What help us determine the polarization of electromagnetic wave . Does perpendicular electric and magnetic field determine it or does the direction of propagation ?

Best Answer

You can uniquely define the polarisation of a plane wave from any of the following:

  1. The electric field vector as a function of time $\vec{E}(t)$ and the magnetic field (or induction) $\vec{H}(t)$ (or $\vec{B}(t)$;

  2. The wavevector $\vec{k}$ and two scalar functions of time, the latter being the transverse components (in the plane at right angles to $\vec{k}$) of either the electric or magnetic field (or magnetic induction);

In the case of a nearly monochromatic wave, the vector functions of time in 1. and the two scalars in 2. can be reduced to complex scalars, which define the amplitude and phase of sinusoidally varying quantities. The alternative 2. together with an implicit knowledge of the wavevector is what we are using when we represent a write down a pure polarisation state as a $2\times 1$ vector $\psi$ of complex scalars, called the Jones vector. The scalars define magnitude and phase of the two transverse components of $\vec{E}$ (or $\vec{H}$, $\vec{B}$, as appropriate).

If only the relative phase of the two complex scalars is important, we can represent a pure polarisation state by an implicit definition of the wavevector and three real scalars: the Stokes parameters $s_j = \psi^\dagger \sigma_j \psi$, where the $\sigma_j$ are the Pauli spin matrices.

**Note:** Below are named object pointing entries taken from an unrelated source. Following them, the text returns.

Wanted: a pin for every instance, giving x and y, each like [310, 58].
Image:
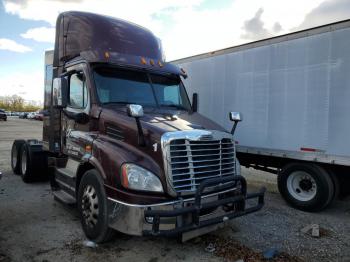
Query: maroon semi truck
[123, 142]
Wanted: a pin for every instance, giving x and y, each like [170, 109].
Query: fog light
[149, 220]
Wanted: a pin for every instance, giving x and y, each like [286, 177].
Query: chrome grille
[192, 161]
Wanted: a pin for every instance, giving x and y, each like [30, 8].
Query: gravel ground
[34, 227]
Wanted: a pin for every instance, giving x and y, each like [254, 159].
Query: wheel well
[81, 171]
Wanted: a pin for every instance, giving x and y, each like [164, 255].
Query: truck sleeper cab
[123, 142]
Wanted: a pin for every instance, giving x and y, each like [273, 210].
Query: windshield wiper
[116, 102]
[175, 106]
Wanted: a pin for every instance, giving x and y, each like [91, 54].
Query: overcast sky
[186, 27]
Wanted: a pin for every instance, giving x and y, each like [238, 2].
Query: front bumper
[186, 215]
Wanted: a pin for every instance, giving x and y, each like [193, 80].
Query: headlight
[138, 178]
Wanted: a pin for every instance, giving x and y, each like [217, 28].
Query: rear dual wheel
[28, 161]
[307, 187]
[16, 156]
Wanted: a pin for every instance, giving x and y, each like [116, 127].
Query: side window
[77, 91]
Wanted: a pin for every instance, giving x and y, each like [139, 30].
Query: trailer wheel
[307, 187]
[26, 165]
[16, 156]
[92, 205]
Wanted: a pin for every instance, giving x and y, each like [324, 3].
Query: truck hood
[177, 121]
[119, 133]
[155, 124]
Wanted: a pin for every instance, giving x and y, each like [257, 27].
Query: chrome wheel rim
[89, 206]
[24, 162]
[302, 186]
[14, 157]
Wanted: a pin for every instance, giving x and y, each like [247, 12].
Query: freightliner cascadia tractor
[123, 142]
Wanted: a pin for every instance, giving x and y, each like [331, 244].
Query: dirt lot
[34, 227]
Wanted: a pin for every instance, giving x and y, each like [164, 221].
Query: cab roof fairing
[104, 39]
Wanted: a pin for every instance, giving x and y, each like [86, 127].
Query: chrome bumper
[184, 215]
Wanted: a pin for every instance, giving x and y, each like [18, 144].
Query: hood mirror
[136, 111]
[194, 102]
[235, 117]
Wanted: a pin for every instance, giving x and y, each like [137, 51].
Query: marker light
[143, 61]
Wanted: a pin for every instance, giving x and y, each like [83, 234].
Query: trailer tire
[16, 156]
[26, 164]
[307, 187]
[92, 205]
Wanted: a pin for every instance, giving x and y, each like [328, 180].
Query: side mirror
[81, 118]
[194, 102]
[60, 92]
[134, 110]
[235, 117]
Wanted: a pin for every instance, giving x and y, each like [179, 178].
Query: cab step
[64, 197]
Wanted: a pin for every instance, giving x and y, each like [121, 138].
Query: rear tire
[92, 205]
[307, 187]
[16, 156]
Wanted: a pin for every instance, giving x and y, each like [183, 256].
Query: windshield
[132, 87]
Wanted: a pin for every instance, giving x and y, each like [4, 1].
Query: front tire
[26, 164]
[92, 205]
[307, 187]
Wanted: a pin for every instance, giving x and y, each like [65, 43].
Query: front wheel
[305, 186]
[92, 204]
[26, 166]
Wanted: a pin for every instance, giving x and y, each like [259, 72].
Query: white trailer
[294, 93]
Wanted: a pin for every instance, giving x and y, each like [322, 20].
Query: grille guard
[197, 207]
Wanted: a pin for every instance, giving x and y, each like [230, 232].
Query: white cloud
[10, 45]
[41, 34]
[28, 85]
[185, 29]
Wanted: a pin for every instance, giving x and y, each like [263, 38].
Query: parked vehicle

A partially polarised state is most readily thought of in quantum terms: we consider a general partially-polarised state to be a classical probabilistic mixture of pure polarisation states, defined by the $2\times2$, Hermitian complex density matrix (as well as an implicit definition of the wavevector direction). An equivalent characteristation is through the Mueller calculus, as discussed in my answer here. The classical description, in terms of random processes, is much fiddlier, messier and subtler than the quantum, and takes a full chapter in Born and Wolf, Principles of Optics" to describe (Emil Wolf was one of the pioneers in the rigorous description of partially polarised and partially coherent light).